Il y a encore Nicolas qui pose sans prêchi-prêcha la question du bareback, à la lumière de son vécu et des connaissances qu'il a (via l'association Aides) ; Sabhia, jeune femme d'origine algérienne, mère d'un enfant qu'elle a eu d'un homme déjà père, s'interroge sur le désir de maternité de sa compagne une fois installée avec elle ; Bénédicte, né garçon se vivant fille, raconte ses bouleversements et son opération catastrophique pour devenir ce qu'elle est : elle refuse les étiquettes de « trans » ou de « bi », son rêve est d'adopter un enfant.

Le scénariste Hubert ne s'est pas contenté de compiler les témoignages recueillis, les confidences reçues : il s'est faufilé dans les enquêtes par des commentaires parfois bienvenus, d'autres fois agaçants parce qu'il aurait pu mouiller un peu plus sa chemise sur certains sujets (place du père chez un couple de femmes, intervention narcissique). Il reste que cet ouvrage, qui aurait pu être titré en souvenir à Roland Barthes « Fragments d'un discours sur les sexualités », analyse au plus près la vie des personnes LGBT (2).

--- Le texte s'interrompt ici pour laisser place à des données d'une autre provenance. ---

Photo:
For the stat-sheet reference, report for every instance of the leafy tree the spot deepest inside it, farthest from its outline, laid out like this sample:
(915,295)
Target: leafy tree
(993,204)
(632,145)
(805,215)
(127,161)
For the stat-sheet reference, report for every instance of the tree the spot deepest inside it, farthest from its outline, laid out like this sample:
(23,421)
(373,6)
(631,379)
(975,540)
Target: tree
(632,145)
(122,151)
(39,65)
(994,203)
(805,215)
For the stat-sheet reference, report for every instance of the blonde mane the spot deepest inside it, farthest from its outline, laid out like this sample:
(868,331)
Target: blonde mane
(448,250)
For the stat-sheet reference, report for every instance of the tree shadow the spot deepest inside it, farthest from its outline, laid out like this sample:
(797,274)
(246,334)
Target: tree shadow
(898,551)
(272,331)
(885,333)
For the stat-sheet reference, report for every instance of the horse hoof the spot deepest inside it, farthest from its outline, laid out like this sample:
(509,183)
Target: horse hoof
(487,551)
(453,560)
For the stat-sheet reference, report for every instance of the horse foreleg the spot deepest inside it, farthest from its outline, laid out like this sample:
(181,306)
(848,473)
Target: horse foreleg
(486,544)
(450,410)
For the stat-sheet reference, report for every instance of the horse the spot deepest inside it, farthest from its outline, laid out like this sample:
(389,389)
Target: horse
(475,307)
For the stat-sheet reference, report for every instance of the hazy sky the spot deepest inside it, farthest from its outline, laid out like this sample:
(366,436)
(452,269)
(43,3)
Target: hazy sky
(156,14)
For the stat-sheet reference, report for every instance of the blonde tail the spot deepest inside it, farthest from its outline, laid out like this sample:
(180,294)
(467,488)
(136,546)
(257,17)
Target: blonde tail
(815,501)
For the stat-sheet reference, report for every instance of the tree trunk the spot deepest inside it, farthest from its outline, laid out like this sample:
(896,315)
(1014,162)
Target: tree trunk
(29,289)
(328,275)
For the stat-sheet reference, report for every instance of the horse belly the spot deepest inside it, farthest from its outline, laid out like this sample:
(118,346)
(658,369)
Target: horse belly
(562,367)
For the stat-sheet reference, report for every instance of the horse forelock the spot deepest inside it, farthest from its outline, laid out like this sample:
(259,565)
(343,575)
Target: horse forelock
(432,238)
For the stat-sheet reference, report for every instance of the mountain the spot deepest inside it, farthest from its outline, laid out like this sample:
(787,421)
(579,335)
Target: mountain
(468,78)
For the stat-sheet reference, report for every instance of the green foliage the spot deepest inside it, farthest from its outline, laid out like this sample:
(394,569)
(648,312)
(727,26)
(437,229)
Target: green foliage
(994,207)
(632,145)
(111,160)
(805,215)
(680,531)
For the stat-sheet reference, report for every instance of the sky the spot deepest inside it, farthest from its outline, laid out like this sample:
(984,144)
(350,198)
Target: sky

Il faut lire « Les gens normaux » du début jusqu'à la fin, et non grappiller des bribes d'interviews ici ou là. Tout est enchâssé avec les contributions plus théoriques dont certaines sont d'un accès assez difficile mais qui essaient d'ouvrir de nouvelles perspectives.

« Les gens normaux » est non pas un traité du savoir-vivre LGBT mais un bel essai sur l'amour qui se profile derrière les paroles des uns et des autres à la surface des mots, dans l'éclatement des vécus, les paroles de joies, celles de la crainte et du désespoir…

Un regret, important, est le quasi anonymat des personnes interviewées (8 sur 10) ce qui est surprenant (et interroge…) au regard du projet de ce livre…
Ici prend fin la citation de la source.